WASHINGTON (Reuters) - A top U.S. trade official on Wednesday acknowledged that revelations of government surveillance of phone and internet records could complicate trade negotiations aimed at reducing barriers to cross-border electronic data flows.
“There’s no question that for a long time one of the most difficult issues that we’re grappling with ... is the whole domain of issues encompassed in privacy,” said Michael Punke, U.S. ambassador to the World Trade Organization.
“I don’t think you need to be a genius, if you’ve read the newspapers over the last couple of days, to know that things that have been happening will result in an intensification of that discussion,” Punke added at an event focused on recently launched talks on an International Services Agreement to reduce regulatory barriers in trade in services such as finance and telecommunications.
The negotiations include the United States, the European Union, Japan, Mexico, Turkey and more than a dozen other countries.
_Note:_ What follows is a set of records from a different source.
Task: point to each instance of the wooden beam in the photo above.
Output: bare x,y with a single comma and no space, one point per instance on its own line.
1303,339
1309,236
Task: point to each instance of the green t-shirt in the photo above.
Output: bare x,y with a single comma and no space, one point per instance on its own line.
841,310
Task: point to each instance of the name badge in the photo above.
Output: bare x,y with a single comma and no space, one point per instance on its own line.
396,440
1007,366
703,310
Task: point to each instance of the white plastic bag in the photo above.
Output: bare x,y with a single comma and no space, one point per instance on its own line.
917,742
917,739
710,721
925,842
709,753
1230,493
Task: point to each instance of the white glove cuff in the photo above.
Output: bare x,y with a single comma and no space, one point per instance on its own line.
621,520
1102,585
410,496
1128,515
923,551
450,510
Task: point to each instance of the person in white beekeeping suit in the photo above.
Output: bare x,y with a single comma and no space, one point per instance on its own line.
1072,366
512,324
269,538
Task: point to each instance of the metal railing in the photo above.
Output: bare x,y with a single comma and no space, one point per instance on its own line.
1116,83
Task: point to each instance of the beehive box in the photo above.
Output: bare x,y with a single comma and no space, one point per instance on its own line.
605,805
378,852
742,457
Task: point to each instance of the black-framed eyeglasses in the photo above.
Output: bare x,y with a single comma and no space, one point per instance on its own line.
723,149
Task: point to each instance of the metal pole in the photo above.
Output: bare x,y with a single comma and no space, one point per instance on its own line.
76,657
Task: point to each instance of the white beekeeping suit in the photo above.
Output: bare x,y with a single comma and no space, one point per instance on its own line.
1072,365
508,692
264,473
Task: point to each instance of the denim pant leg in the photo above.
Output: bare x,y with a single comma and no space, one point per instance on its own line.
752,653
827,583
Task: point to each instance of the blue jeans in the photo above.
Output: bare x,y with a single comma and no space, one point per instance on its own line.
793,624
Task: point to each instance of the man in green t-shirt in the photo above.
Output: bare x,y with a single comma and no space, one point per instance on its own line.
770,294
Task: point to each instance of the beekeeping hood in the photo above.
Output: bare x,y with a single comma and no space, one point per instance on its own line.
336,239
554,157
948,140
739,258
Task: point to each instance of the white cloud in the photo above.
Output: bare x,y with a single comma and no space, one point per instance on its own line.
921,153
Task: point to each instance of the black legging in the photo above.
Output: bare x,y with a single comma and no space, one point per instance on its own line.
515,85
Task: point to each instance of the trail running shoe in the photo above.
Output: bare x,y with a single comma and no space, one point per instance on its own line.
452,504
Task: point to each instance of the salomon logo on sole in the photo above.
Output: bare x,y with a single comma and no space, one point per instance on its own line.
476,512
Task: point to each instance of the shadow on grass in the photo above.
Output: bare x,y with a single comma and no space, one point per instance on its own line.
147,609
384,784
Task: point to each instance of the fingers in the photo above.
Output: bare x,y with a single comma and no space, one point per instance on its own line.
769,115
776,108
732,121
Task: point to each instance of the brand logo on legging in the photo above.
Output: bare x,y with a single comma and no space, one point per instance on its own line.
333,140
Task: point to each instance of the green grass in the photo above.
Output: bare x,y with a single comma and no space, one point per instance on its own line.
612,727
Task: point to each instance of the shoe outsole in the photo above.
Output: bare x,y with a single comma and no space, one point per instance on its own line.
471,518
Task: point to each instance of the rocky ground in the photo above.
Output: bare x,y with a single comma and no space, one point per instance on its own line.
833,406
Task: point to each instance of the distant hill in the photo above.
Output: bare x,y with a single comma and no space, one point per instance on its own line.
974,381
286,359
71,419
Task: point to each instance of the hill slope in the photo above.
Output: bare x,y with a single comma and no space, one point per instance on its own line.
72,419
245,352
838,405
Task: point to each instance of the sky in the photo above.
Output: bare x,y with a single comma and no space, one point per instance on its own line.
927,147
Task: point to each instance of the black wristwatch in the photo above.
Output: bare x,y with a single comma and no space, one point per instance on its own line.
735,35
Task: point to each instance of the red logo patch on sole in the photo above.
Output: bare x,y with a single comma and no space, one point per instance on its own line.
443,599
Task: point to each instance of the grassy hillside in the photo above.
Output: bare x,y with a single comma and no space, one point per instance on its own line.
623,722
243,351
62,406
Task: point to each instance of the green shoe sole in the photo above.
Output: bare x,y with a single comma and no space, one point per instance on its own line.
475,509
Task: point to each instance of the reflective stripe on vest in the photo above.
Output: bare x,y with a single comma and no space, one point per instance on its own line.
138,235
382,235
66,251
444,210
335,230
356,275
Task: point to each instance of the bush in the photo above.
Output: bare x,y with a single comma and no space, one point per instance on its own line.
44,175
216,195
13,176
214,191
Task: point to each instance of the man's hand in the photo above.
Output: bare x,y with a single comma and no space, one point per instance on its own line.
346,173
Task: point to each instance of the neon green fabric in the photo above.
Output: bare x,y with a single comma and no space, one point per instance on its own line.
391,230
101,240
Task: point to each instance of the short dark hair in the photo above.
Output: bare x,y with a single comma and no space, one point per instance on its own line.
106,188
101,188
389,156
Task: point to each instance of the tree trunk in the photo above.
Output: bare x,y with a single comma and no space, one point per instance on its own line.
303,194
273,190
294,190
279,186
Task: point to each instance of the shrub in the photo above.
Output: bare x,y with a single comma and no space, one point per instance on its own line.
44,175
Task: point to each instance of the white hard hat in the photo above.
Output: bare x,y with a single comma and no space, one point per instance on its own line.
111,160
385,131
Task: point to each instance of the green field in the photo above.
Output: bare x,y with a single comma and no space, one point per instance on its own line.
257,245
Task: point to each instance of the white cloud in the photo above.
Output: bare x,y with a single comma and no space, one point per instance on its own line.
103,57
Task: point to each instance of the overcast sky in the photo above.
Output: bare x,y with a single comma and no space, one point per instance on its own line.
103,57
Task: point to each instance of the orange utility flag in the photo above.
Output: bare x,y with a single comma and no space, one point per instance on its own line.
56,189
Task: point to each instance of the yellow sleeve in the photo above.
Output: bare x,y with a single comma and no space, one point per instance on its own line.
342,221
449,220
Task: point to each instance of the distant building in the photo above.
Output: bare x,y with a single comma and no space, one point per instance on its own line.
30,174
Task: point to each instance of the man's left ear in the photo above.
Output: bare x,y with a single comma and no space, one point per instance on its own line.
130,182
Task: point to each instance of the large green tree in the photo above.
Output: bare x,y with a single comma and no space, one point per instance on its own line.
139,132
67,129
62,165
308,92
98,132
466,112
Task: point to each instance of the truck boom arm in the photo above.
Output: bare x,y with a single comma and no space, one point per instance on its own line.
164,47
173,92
One U.S. goal in those talks is to reduce barriers that prevent companies from moving data across borders.
Revelations about the U.S. National Security Agency surveillance programs have triggered a debate about the proper balance between privacy and security.
“I think what we’re looking at in the international context is the same willingness to continue engaging in that debate and figuring out what the appropriate balances are,” Punke said.
Free movement of data is a priority for many telecommunications and internet companies such as Verizon, Google and Facebook whose customer data has been used by NSA surveillance programs to identify potential threats to the United States.
It’s also important for other service companies that want to easily move data around without being required to establish a local presence in every country.
“We are seeing requirements to locate facilities, to locate data exclusively in countries, to manage it in-country. And that completely eviscerates the whole notion of a cloud-type of service,” Jackie Ruff, vice president for international public policy and regulatory affairs at Verizon Communications, said at the event with Punke.
“We also need to make sure that privacy rules ... do not undermine these seamless data flows. That’s a tough issue but I think that can be done in a way that doesn’t require uniformity, but rather compatibility or interoperability among national privacy rules,” Ruff said.
The United States is seeking similar commitments on the free flow of data in the Trans-Pacific Partnership, a proposed free trade pact among 12 countries in the Asia-Pacific region, and in separate free trade talks with the European Union that are slated to begin in July.
At a U.S. government hearing last week, privacy rights groups raised concerns that the proposed U.S.-EU agreement could become a “back door” way for the United States to loosen EU privacy rules that have frustrated American companies like Google and Facebook.
“We’ve made it very clear that we’re not willing to give up privacy for the sake of few digital dollars,” said Jeff Chester, executive director of the Center for Digital Democracy, a privacy rights group.